The kinetic energy of a body of mass $m$ and velocity $v$ is defined to be $\frac{1}{2}mv^2$ and its potential energy due to some force $F$ is defined as a function of its position $r$ with respect to some reference position $r_0$ as $PE=-\int_{r_0}^rFdr$

So, the absolute total energy of a body can be calculated as: $$E=\frac{1}{2}mv^2-\int_{r_0}^rFdr$$

Now, this $E$ remains unchanged even if the position and velocity of the body changes if all the forces are conservative. But let's see how the change in $E$ is defined:

The change in $E$ is the change in $PE$ + the change in $KE$.

Now, the change in $KE$ is just equal to the work done.

$$\delta KE= \int_{r_1}^{r_2}Fdr......(1)$$ By the changing variable into $v$ $$=\int_{v_1}^{v_2}mvdv$$ $$=\frac{1}{2}m(v_2^2-v_1^2)$$

And, change in PE as the body moves from $r_1$ to $r_2$ is: $$\delta PE=-\int_{r_1}^{r_2}Fdr....(2)$$

Note that the integrals $(1)$ and $(2)$ just differ by sign. So, it's no surprise that the net change remains $0$. To evaluate the expression of change in $KE$, we change the variables of the integral to $v$. And, to get the expression for change in $PE$, we don't change the variable and we evaluate the negative of the same integral in terms of position. If change in $PE$ is just defined to be negative of change in $KE$, then isn't it trivial that the net energy remains unchanged?
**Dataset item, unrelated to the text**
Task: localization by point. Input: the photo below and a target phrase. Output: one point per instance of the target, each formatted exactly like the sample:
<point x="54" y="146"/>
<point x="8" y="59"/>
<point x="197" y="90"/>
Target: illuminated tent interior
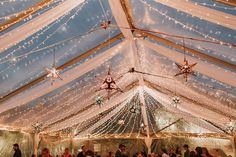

Even I can attribute an unchanged quantity to a body. Suppose a body is acted upon by a force $F$ and I attribute this quantity to the body:

$$A=m\ln(v)-\int_{t_0}^t\frac{F}{v}dt$$ $t_0$ is any arbitrarily chosen time. This quantity is made up of two quantities: $B=m\ln(v)$ and $C=-\int_{t_0}^t\frac{F}{v}dt$.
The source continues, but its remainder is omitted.